The same principle applies to money. Money that is “good” at fulfilling the core functions of money — including maintaining value over time and space — is the money that will endure and thrive. This is not a subjective, moralistic assessment, but an observation of the objective consequences of people’s choices in the marketplace.
Bitcoiners recognize that fiat currencies like the US dollar inherently fail this test, as they are engineered by government central banks to gradually lose purchasing power over time through inflation. This allows the state to effectively pick the pockets of savers, redirecting capital towards its own profligate spending.
In stark contrast, Bitcoin has been designed from the ground up to be “good” money — with a fixed, predictable supply schedule that prevents dilution, a decentralized network that is resistant to political interference, and a verifiable record of stability that has withstood over a decade of real-world testing. This is the polar opposite of the “bubble boy” banks who compete in a walled garden. These fundamental attributes should remain unchanged regardless of bitcoin’s US dollar exchange rate at any given moment.
So while the USD price of Bitcoin is certainly important — as it reflects the market’s growing recognition of its superiority over fiat — it is ultimately a distraction from the core reasons why Bitcoin qualifies as “good” money. As long as Bitcoin maintains its engineered principles of scarcity, decentralization and stability (1 bitcoin = 1 bitcoin out of 21 million), its price in ever-debasing fiat should continue rising over time. This is not mere speculation, but the natural consequence of sound money outcompeting unsound money.

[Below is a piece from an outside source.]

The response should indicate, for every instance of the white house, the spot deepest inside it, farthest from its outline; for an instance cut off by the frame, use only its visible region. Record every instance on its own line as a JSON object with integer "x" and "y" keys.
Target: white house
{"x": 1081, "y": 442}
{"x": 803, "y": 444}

Missing the Forest for the Trees
While Bitcoin is far from a perfect, flawless monetary system, it possesses core attributes that make it a uniquely compelling form of money when compared to the fiat alternatives. Those who get caught up in the short-term USD price fluctuations are missing the forest for the trees.
Yes, bitcoin remains volatile in USD terms, and the Bitcoin community still has work to do in order to scale the network to support billions of users. But these are engineering challenges that innovative builders are actively working to solve. In contrast, the fundamental design flaws of fiat currencies — their engineered debasement through central bank policy — are inherent and intractable.
Bitcoin, like a promising NFL rookie, is eager to grow and outshine the old guard of worn-out, unreliable fiat monies — the vets resting on their laurels. While the fintech world has produced some sleek, user-friendly “Ferrari” front-ends, the clunky, outdated “horse and buggy” backend of the legacy financial system remains. Bitcoin, on the other hand, offers a ground-up reconstruction of sound money principles — one based on verifiable scarcity, decentralized resilience, and a track record of stability.
Conclusion: Stack Sats
The wise choice, then, is to tune out the distracting noise of short-term USD price movements and focus solely on consistently accumulating more sats over time. This disciplined stacking approach positions Bitcoiners to preserve their purchasing power and wealth in the face of the inevitable decline of government-controlled currencies. It’s not about hitting the perfect entry point, but about embracing Bitcoin’s superior qualities as money — qualities that will only become more apparent as this new system continues to evolve and outcompete the old.